You can read more about it here.
Or you can stay awake for a more personal anecdote about HP here.
Years ago, my partner and I were asked to fly up to San Francisco on a weekly basis to help the Saatchi and Saatchi office with the HP printer account. The client was threatening to leave and to take their $3 million budget with them. Naturally this was cause for panic. And we were sent in to rescue this showcase piece of business.
In the annals of advertising (an appropriate phrase if there ever was one) computer printer advertising is about as exciting as watching ink dry. There are no core human truths. Or brand essences at play here. It's all about feeds and speeds. It's about sheet tray capacity. And the merits of 560 dpi vs. 720 dpi.
In other words, the stuff of dreams.
Of course, none of this stopped the genii at HP from throwing, literally throwing, millions of dollars at the marketing efforts. As mentioned in the snoozy article (referenced above), HP had set up all kinds of independent silos to handle the hundreds and hundreds of different product lines.

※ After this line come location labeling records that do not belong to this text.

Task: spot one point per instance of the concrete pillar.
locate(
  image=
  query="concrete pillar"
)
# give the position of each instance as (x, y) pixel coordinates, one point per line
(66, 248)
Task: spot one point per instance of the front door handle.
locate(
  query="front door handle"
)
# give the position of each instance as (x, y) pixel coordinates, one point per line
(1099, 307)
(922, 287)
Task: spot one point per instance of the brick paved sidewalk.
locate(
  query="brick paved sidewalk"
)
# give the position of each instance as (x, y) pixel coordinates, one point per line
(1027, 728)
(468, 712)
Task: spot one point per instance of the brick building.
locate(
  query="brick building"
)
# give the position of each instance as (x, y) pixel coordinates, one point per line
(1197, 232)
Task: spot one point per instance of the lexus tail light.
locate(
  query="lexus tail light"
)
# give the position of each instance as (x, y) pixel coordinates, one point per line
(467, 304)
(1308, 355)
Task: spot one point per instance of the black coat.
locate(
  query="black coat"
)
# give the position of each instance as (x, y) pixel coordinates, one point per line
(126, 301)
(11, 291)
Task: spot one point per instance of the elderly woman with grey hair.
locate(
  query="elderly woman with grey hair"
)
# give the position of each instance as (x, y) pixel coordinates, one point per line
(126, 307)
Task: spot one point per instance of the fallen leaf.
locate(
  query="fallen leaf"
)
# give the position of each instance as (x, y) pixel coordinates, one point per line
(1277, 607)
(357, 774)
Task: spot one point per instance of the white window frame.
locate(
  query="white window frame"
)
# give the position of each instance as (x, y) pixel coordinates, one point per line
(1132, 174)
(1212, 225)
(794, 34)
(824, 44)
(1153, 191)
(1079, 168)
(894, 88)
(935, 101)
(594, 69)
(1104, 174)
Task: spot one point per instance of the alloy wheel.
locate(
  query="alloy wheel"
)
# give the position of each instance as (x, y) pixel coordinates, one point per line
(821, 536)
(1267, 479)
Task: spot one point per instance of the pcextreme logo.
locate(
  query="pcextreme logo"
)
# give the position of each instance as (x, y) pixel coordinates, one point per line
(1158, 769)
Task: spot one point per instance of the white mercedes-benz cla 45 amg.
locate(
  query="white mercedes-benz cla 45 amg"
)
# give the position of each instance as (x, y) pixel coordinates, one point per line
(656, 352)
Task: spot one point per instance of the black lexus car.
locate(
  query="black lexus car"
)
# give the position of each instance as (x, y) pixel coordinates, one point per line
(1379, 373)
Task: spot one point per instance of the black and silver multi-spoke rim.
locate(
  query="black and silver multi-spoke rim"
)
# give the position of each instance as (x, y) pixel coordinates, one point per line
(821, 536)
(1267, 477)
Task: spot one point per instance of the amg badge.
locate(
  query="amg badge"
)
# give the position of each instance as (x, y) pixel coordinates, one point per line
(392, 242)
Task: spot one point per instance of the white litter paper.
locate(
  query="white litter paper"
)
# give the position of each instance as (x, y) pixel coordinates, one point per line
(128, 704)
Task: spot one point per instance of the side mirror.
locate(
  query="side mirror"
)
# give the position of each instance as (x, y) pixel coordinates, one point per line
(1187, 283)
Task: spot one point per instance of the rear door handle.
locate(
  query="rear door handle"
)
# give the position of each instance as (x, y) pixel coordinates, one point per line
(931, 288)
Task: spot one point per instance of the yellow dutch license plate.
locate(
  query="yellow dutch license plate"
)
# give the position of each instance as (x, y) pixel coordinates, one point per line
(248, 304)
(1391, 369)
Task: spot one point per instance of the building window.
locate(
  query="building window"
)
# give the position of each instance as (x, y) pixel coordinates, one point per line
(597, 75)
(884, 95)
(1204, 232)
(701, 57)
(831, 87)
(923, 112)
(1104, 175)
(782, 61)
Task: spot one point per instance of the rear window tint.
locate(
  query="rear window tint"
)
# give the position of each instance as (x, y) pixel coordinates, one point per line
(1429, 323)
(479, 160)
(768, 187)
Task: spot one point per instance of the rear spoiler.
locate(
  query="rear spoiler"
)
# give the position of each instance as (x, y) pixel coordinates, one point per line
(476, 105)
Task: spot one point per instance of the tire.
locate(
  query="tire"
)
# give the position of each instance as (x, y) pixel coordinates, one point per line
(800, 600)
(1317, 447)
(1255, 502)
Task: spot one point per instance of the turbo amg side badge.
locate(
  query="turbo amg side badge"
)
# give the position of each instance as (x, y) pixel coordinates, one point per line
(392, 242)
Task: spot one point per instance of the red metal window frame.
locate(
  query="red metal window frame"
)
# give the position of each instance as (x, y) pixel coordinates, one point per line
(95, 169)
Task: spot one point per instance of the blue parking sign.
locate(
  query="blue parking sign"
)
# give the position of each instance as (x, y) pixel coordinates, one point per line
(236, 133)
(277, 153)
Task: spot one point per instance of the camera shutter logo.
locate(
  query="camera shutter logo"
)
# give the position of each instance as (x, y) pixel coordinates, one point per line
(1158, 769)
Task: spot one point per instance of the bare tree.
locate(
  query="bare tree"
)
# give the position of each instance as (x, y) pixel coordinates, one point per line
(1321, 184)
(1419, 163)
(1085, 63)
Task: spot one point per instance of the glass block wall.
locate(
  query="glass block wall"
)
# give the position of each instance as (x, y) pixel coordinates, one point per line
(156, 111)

The silo handling the printer division was spearheaded, and I use that word lightly, by 5 or 6 women. I mention that not as any indictment of gender but only because it is pertinent to the story.
Truth is, over the course of my career, I have found women to be more astute than their male marketing counterparts.
So why is the XX chromosome count important here? Well, it turns the HP marketing ladies were all about egalitarianism. None of them, and I can't remember a single name - which is probably for the better, could make a decision about choosing one ad over another. It was left to the whimsy of the focus groups.
And boy did these women love their focus groups.
For a single page ad that appeared in the inky back pages of Copy Center Digest or The IT Gazette, we would traipse across the country, with stops in Miami, Chicago, New York and San Francisco. I guess if you lived in Boise, Idaho, as these women did, you'd find every excuse in the world to get the hell out as well.
You could admire the professionalism of these ladies. But it didn't take long to discover the real reason for the intensive "nationwide research." Turned out we logged thousands of miles and countless complimentary continental breakfasts because the HP Printer Marketing Committee had a fondness for shoe shopping.
I'm sure you could never get the Sr. VP Brand Management Director/Laserjets or the Group Management District Supervisor/Inkjets, or even the EVP Strategic Innovation Planning/OfficeJet, to admit to such, but I know from standing at the luggage carousel at O'Hare Airport exactly what was going on.
It was all an elaborate corporate-funded shopping ruse. And it became painfully apparently after one exhausting focus group produced the following Freudian slip:
Agency Account Exec.: So which one should we move forward with?
Jr. Brand Manager/Tri-Color Ink Cartridges: I like the open-toed Guisseppe Zanottis.
1 comment:
Wow. Usually clients use focus groups to cover their asses. This is the first I've heard of using them to cover feet.